Arroyo Grande tape missing 80 minutes
September 9, 2014
By KAREN VELIE and DANIEL BLACKBURN
Surveillance video provided by Arroyo Grande officials showing interior and exterior views of City Hall on July 3 — when a reported late night rendezvous involving two top employees occurred — is missing 80 critical minutes.
The videos were provided to CalCoastNews in response to a public records request seeking additional information on a police response to reports of a missing person. When officers arrived at City Hall shortly before midnight, they discovered City Manager Steve Adams looking “disheveled,” and a partially dressed Community Development Director Teresa McClish peeking from behind her boss’s door. Adams told police McClish was not there, and then became angry with officers, according to officer reports.
On Sept. 2, CalCoastNews made a public records request for a copy of the official surveillance video from five cameras inside City Hall, and three positioned outside the building, spanning an eight-hour period, 4 p.m. through midnight on July 3.
City Clerk Kelly Wetmore responded by providing a copy that is missing several segments including from 10:07 p.m. through 11:28 p.m., a time during which Adams and McClish were inside the building. (City Hall videos appear to be time-stamped 37 minutes faster than local time.)
Additionally, City Hall camera eight is missing almost an hour, and video from camera six was not included in the city made video.
Wetmore has not yet responded to a public records request for the missing segments, and a request to provide an explanation about the missing segments in the original request.
Arroyo Grande has two sets of surveillance cameras: eight city hall cameras and 10 Blue Watch camera units. In addition to the 80-minute segment missing from the City Hall cameras, a public records request for copies of the Blue Watch surveillance video made from a four-lens camera outside Robert’s Restaurant resulted in a city video that was also missing segments.
In the original tape provided by the city, the video from Camera two skips from 20:59:59 and starts back up at 23:00:00, while video from lens four skips from 20:59:59 to 22:00:00. The other two lenses have no long skips.
An analysis of the video indicates several significant portions of both videos where either delete or not copied.
Chief Steve Annibali explained the missing segments as issues with the wireless feed, and then provided complete video copies taken from the hard drive inside the Blue Watch camera unit, which included the previously missing segments.
Each of the city’s ten Blue Watch surveillance camera units sends a wireless signal to a tower above the city, which is then sent to the police department where a copy of the wireless feed is kept. Another copy not impacted by wireless interference is kept on the hard-drive, Annibali said.

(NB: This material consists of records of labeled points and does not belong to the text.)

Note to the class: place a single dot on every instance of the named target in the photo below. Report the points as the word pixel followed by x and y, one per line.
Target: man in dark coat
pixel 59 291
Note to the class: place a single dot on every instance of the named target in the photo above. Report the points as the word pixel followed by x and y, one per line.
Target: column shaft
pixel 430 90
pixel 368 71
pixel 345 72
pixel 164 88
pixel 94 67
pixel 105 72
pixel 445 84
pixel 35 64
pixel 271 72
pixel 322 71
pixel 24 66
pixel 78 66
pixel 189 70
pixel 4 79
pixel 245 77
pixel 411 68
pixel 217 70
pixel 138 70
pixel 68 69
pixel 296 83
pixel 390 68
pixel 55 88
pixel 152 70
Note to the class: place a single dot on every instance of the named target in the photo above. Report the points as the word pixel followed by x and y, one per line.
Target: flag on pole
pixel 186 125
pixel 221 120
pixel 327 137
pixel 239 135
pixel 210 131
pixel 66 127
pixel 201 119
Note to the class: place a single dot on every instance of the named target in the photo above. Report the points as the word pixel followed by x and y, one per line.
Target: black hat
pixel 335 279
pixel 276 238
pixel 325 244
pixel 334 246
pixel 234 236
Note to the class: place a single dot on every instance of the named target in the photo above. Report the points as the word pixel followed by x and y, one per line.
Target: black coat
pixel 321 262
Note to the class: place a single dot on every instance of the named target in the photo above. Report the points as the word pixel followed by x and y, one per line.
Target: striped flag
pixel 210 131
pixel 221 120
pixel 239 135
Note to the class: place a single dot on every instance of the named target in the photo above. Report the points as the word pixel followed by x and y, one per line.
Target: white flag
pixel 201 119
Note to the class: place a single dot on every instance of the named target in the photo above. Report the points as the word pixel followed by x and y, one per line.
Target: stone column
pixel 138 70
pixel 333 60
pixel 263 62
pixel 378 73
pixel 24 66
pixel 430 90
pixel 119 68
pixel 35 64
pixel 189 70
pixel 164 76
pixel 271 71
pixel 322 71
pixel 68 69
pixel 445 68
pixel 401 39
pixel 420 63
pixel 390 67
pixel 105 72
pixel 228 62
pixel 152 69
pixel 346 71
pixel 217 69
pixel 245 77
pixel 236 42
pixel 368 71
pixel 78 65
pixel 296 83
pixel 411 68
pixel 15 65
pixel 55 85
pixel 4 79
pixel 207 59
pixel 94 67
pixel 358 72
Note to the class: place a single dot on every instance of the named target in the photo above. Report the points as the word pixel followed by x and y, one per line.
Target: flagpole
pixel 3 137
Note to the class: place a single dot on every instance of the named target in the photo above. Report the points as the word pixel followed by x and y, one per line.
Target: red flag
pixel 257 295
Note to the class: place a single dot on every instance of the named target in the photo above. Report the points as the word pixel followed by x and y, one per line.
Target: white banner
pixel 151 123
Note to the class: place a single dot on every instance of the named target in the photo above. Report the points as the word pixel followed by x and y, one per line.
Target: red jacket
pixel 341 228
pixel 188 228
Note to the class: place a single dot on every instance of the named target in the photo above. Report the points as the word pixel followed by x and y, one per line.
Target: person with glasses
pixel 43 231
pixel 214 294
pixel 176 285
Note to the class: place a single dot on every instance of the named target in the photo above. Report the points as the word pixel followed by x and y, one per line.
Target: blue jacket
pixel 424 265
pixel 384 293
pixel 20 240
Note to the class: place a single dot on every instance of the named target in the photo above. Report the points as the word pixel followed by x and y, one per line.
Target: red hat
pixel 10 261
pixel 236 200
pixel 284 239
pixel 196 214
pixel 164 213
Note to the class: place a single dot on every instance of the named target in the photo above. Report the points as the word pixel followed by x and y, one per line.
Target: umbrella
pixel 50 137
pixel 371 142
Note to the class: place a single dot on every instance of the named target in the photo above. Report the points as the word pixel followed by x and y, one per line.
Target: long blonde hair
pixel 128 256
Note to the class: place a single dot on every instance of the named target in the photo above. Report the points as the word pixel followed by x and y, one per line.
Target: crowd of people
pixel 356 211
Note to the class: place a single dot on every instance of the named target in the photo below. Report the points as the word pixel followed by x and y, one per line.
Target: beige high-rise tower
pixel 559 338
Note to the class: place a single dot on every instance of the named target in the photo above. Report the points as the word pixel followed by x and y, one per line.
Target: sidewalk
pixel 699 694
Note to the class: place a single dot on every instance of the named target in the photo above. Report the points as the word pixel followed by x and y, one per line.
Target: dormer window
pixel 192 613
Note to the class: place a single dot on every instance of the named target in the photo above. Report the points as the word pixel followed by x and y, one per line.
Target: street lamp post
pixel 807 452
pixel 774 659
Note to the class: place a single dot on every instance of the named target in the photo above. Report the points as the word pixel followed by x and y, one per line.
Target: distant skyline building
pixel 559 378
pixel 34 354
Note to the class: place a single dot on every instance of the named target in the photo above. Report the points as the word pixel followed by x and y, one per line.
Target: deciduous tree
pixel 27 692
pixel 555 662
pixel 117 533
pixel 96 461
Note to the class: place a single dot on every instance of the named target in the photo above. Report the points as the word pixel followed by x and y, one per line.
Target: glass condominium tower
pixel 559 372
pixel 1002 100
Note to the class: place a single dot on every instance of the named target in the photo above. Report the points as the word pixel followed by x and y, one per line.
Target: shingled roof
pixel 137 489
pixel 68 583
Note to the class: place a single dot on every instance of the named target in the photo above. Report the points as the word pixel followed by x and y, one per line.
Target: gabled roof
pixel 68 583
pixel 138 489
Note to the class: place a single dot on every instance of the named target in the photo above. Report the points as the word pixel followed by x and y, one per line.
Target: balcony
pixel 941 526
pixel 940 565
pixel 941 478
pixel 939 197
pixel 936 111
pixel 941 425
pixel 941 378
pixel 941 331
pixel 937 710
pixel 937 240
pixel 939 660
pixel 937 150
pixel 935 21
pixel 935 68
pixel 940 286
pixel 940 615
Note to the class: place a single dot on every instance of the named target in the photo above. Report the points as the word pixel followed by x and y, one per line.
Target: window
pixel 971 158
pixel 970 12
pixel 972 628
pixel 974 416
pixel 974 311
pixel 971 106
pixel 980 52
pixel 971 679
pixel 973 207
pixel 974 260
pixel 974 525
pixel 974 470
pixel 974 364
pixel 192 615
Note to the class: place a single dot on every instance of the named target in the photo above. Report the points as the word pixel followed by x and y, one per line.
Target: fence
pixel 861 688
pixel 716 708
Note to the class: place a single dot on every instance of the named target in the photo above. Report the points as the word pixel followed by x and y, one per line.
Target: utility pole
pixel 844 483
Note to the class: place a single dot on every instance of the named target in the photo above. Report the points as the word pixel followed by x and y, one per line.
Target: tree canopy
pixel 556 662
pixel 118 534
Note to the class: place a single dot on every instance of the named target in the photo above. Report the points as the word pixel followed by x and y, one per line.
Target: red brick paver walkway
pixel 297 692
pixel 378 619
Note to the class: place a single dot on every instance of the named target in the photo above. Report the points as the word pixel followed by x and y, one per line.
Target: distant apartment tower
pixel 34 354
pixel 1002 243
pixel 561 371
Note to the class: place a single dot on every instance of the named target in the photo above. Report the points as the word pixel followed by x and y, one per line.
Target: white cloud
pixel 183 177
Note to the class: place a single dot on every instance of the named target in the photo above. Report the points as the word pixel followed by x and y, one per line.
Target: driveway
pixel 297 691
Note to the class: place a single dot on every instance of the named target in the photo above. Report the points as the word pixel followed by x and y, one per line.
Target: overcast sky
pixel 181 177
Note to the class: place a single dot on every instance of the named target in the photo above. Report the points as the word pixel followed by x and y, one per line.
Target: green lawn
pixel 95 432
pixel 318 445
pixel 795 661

Nevertheless, employees with Security Lines US, the company that installed the cameras, said that segments missing because of wireless feeds would be uniform amongst the four camera lenses on each unit, impeaching Annibali’s explanation.
CalCoastNews is providing portions of the dozens of hours of video received through public records requests. The video includes time stamps that correlate with some of the following times. At the end of the video, note that camera lens four is missing a segment between 8:59:59 and 10:00:00.
At 8:27 p.m., Adams and McClish leave the grand opening of Roberts Restaurant, which is across the street from City Hall, and walk to Rooster Creek for another glass of wine.
At 9:39, McClish walks across Mason Street and gets into her car parked at City Hall.
At 9:46, Adams crosses Mason Street about two car lengths from the brightly lit crosswalk. As he nears McClish’s car, several people leave Roberts Restaurant. Adams then turns and runs back across the street.
At 9:51, the people who departed Roberts Restaurant drive away, McClish flashes her car lights and Adams dashes back across the street towards McClish’s car.